Traduit par Fausto Giudice, Tlaxcala


Laura K. Field est écrivaine et théoricienne politique, chercheuse en résidence à l'American University et chargée de recherche au Niskanen Center, une boîte à idées washingtonienne qui se définit comme « modérée », prônant un capitalisme à visage humain et écologique. @lkatfield

Les plans des intellectuels conservateurs pour éroder la démocratie libérale ne font que commencer.

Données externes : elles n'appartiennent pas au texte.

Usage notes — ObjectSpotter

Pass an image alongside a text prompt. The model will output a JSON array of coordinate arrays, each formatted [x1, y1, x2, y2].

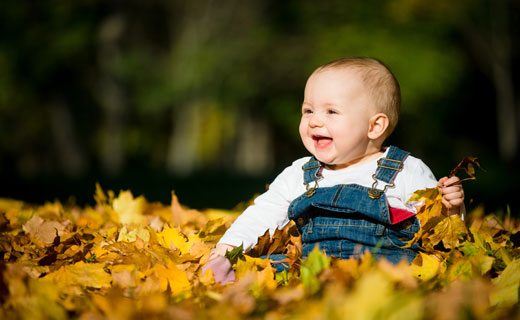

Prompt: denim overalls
[[282, 146, 419, 263]]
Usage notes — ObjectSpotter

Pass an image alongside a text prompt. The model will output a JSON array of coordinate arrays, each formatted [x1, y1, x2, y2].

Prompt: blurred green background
[[0, 0, 520, 214]]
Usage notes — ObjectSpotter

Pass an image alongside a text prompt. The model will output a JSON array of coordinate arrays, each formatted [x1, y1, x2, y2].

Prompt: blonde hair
[[315, 57, 401, 137]]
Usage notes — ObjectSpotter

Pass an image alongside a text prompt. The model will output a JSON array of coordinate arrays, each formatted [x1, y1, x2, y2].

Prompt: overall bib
[[288, 146, 420, 263]]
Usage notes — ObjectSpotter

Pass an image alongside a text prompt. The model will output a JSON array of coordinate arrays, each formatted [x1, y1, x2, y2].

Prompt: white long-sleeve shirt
[[219, 148, 437, 250]]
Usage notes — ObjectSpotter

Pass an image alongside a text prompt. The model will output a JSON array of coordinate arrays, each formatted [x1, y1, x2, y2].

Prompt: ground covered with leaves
[[0, 181, 520, 320]]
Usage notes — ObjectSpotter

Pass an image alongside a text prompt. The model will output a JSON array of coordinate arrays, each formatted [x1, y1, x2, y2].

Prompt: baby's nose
[[309, 114, 323, 127]]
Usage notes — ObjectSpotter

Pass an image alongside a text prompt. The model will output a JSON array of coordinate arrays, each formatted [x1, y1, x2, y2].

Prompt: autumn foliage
[[0, 176, 520, 319]]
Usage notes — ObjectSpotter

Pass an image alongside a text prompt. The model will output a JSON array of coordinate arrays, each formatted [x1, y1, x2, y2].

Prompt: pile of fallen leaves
[[0, 179, 520, 319]]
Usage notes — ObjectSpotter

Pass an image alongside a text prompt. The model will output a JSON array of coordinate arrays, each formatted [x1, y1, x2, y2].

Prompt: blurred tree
[[392, 0, 520, 162]]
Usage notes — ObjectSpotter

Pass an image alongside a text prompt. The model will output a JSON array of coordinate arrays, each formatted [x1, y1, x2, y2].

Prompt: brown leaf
[[23, 216, 65, 245], [449, 157, 482, 183]]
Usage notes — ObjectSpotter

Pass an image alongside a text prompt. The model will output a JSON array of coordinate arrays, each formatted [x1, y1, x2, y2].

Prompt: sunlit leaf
[[490, 259, 520, 306]]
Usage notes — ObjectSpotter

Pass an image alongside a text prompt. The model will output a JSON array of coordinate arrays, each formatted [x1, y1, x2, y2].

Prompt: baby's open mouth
[[312, 135, 332, 147]]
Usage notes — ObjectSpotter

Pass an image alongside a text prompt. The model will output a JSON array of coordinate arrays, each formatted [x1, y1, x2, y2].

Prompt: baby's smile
[[312, 135, 332, 148]]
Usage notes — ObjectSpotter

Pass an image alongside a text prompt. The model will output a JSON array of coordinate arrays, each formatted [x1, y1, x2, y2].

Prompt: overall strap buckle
[[368, 146, 410, 199], [302, 157, 323, 198]]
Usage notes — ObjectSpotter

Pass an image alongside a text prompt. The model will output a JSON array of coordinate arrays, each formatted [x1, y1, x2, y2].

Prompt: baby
[[210, 57, 464, 272]]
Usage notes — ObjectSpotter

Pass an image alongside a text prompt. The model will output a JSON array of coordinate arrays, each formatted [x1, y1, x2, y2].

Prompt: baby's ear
[[368, 113, 389, 140]]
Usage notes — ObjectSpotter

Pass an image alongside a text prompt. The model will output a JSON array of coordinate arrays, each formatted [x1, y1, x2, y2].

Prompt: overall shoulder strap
[[302, 156, 323, 184], [375, 146, 410, 183], [368, 146, 410, 199]]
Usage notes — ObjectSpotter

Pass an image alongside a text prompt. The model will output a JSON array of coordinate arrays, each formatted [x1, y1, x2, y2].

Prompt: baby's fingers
[[439, 176, 460, 187]]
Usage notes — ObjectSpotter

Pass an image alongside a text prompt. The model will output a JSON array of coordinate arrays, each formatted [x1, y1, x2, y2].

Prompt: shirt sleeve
[[405, 159, 437, 201], [215, 165, 301, 250]]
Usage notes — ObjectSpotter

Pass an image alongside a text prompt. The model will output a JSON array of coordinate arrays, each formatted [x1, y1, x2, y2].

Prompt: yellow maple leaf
[[42, 261, 112, 289], [410, 252, 446, 281], [156, 261, 191, 296], [489, 259, 520, 306], [157, 224, 193, 254], [429, 215, 468, 248], [112, 191, 146, 225]]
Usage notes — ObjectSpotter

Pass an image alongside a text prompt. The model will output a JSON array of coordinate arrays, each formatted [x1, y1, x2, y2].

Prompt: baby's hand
[[202, 243, 235, 284], [209, 243, 236, 261], [437, 176, 464, 216]]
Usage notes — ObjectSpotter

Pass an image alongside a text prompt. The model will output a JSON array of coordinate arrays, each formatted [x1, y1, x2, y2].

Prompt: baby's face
[[300, 68, 375, 169]]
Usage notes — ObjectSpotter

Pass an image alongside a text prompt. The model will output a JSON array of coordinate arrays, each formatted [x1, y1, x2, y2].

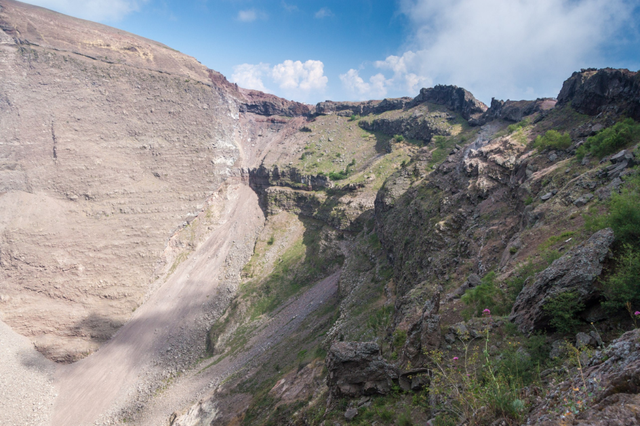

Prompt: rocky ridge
[[0, 0, 638, 426]]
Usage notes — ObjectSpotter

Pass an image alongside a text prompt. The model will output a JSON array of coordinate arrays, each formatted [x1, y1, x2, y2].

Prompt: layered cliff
[[0, 0, 640, 426]]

Le jour d'Halloween, la deuxième conférence du National Conservatism, ou NatConII, débutera à Orlando, en Floride. Il est difficile de savoir quoi penser du programme de cette manifestation de trois jours, qui compte quelques noms connus (les sénateurs Josh Hawley et Marco Rubio sont tous deux des orateurs principaux), mais aussi le conspirationniste Jack Posobiec, célèbre pour le Pizzagate. À quelques exceptions près, le soutien à Donald Trump est une constante. Mais les idées animatrices viennent moins de l'ex-président que d'un groupe disparate d'universitaires autrefois obscurs.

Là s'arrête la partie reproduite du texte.